For training the neural network, we take the Eye-Chimera data set used in [21], transformed to coordinate matrices of the images. They contain a matrix of (14 × 2) of each look (described in each image) in which the rows are the coordinates; and the columns, the x and y axes. The five (5) first rows are coordinates of the left eye, as well as the last 2 (two); the rows from 6 to 10 are coordinates of the right eye; the coordinates of the pupil are rows 5 and 10, row 1 is the left end of the left eye, row 6 the left end of the right eye, row 11 is the upper end of the left eye, and row 13 is the upper end of the right eye (which are the variables of interest). Taking these values and performing measurements normalization to a rectangle located in the region of the eye. The images of the taken dataset have a size of 640 px wide by 480 px high, the region of the eye is reduced to 35 × 18 px.

In Fig. 5, two eyes are shown taking values from a matrix of dotted positions with the pupil in the center.

Fig. 6.
figure 6

End user interview interface. This is a question related to extroversion [Own development].

The eye coordinates are captured in five (5) volunteers, asking a personality question for each dimension of the Big-Five (5 questions), only explaining to the person who answers the questions that will appear on the computer screen or device, the client was hidden from the interface of capturing the gaze and only the questions that had to be answered appeared and he clicked when he answered it verbally, without explaining what dimension of personality would be measured either. And at the end of the test, present the results of the quantities as shown in Fig. 5, for each question answered.

For each question, the absolute frequencies of fixation in the established coordinates are obtained, and with that the six (6) relative frequencies in each coordinate are calculated and the three (3) first major ones are taken (relative frequencies greater than 10%). The average duration of a fixation ranges between 200 and 350 ms [30].

Table 1 shows the results of the people evaluated and the sentiments corresponding obtained with the eye tracking:

Table 1. Results with absolute frequencies in the coordinates in the determined response time for the five (5) questions.
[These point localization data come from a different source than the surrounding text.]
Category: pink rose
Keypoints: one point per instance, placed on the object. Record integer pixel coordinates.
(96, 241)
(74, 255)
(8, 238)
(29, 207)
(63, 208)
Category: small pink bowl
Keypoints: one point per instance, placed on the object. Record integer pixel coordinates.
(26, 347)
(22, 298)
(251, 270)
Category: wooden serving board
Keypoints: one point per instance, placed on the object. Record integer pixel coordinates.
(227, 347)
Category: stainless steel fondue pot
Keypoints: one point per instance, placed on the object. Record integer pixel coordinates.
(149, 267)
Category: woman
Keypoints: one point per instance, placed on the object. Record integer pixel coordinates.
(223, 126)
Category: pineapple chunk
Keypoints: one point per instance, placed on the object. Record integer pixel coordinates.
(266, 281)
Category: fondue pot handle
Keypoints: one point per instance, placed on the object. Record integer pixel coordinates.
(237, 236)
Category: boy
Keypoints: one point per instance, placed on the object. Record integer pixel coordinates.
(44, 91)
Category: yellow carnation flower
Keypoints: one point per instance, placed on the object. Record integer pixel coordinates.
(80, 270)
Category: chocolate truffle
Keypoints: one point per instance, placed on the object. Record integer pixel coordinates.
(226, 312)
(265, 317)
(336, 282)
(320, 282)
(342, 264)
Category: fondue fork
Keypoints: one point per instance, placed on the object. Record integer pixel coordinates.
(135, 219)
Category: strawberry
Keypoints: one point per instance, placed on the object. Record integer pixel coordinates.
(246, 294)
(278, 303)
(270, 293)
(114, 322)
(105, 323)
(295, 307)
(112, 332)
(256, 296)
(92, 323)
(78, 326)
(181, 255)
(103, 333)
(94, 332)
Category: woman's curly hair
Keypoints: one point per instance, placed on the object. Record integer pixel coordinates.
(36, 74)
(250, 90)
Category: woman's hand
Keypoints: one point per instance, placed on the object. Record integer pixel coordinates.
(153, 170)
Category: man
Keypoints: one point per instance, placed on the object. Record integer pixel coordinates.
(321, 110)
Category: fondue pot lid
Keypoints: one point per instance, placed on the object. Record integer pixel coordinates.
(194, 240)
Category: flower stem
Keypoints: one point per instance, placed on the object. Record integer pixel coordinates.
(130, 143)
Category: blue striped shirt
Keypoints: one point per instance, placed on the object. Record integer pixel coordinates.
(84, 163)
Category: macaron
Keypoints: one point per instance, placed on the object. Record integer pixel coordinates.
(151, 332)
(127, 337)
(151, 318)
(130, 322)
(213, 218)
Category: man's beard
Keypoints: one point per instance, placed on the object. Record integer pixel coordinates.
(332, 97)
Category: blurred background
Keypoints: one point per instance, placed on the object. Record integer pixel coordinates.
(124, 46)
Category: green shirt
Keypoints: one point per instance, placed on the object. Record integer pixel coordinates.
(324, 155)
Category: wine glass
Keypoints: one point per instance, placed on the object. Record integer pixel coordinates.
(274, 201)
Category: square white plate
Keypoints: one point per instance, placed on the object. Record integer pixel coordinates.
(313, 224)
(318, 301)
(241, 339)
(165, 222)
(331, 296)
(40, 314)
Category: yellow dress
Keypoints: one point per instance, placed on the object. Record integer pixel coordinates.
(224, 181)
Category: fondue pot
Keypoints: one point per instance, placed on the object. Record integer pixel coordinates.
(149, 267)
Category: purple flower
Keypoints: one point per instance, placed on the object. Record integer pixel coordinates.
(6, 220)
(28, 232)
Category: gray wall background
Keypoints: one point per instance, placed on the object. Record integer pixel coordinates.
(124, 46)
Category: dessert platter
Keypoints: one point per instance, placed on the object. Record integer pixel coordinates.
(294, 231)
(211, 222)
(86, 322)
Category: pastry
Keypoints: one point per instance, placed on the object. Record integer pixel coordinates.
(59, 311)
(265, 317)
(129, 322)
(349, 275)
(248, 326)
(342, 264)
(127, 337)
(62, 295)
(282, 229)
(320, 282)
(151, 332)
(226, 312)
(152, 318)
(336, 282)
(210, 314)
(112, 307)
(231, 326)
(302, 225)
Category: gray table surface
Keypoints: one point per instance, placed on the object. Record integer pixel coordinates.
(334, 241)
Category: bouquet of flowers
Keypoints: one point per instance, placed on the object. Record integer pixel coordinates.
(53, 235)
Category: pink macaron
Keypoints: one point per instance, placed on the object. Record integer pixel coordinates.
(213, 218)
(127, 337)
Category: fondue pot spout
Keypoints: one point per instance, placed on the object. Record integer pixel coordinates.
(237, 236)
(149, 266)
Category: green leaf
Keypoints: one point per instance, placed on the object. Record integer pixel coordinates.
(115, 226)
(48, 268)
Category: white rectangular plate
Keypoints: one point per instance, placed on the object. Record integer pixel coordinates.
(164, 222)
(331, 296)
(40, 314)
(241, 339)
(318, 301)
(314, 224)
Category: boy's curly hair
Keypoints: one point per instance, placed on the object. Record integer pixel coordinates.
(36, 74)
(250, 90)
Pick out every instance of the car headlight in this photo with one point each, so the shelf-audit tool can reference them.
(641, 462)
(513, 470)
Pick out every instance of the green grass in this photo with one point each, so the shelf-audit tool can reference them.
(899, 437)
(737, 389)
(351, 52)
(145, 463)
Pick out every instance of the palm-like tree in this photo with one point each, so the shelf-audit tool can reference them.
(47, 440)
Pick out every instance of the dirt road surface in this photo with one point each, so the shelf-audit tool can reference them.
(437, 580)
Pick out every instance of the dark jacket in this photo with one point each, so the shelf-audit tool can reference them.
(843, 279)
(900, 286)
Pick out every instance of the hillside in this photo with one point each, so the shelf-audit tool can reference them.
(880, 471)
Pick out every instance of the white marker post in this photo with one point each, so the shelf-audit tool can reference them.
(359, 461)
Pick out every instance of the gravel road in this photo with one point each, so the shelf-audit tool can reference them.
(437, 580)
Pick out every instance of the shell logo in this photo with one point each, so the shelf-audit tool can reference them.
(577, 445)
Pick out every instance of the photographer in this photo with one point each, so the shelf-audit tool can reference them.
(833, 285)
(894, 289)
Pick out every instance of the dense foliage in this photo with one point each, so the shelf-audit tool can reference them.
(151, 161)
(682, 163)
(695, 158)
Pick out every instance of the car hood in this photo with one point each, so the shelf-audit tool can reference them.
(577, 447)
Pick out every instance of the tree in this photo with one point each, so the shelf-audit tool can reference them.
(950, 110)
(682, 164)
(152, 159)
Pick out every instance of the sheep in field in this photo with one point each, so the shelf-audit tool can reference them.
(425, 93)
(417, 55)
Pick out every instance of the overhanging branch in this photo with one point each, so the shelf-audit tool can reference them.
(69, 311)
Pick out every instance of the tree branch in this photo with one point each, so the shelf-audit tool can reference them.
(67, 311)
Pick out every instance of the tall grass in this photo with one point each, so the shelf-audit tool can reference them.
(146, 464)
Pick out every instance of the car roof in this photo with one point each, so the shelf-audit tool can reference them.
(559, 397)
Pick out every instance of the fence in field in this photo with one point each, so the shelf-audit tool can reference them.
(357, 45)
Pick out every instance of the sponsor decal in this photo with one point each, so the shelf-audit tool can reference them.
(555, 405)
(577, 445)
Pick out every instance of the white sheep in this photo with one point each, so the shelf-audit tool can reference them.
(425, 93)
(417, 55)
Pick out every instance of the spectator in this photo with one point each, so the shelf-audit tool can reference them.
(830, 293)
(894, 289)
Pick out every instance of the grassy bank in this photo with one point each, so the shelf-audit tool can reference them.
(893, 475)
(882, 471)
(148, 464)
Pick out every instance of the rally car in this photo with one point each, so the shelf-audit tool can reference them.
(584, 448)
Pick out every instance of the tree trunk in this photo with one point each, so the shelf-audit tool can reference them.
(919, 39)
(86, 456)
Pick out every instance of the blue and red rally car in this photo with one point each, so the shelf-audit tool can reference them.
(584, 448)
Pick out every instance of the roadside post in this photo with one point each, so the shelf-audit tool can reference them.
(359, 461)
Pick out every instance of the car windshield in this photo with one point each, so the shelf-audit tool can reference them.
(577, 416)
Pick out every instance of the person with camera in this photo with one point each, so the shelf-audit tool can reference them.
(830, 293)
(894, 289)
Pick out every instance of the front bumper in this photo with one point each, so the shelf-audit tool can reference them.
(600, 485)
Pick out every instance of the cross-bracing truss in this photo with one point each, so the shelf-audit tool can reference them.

Each question is about identifying a dimension of the candidate for the job: Question 1, Extraversion; question 2, kindness; question 3, responsibility; question 4, emotional stability, question 5, openness to experience. The response time the person takes is not relevant in the results for the verification, although the absolute frequencies depend on it.

After training of the model with the neural network shown in Fig. 4 with the Eye-Chimera data set (885 samples in total), the results without label are processed, for this the “Tensorflowjs” tool is used.

For each point of the first 3 major ratios of the previous table, take a point closer to the curve described, of each set of points in each of those three (3) coordinates.

Table 2 shows the matrix of validation of the results, showing the percentage of success or certainty with the coordinate. The neural network throws each one of the results of the patterns to be checked with the highest corresponding values with respect to the others.

Table 2. Validation of the results in the corresponding coordinates.

5 Conclusion

In this paper, we have presented a sentiment analysis model with the use of advanced machine learning techniques, seeing that it is an emergent application area in many fields, for this case, it is applied to decision making in the process of job interviews to assess personality. There are several approaches to analyzing feelings, but in this case algorithms with neural networks were taken because of their advantages analyzed against the subject under treatment.

With the results of the personality test of each question, the person in charge of defining the future of the candidates for a job position (normally a psychologist or human resources professional), relies on the model correlating in the results of the variables to then give their final judgment in this regard.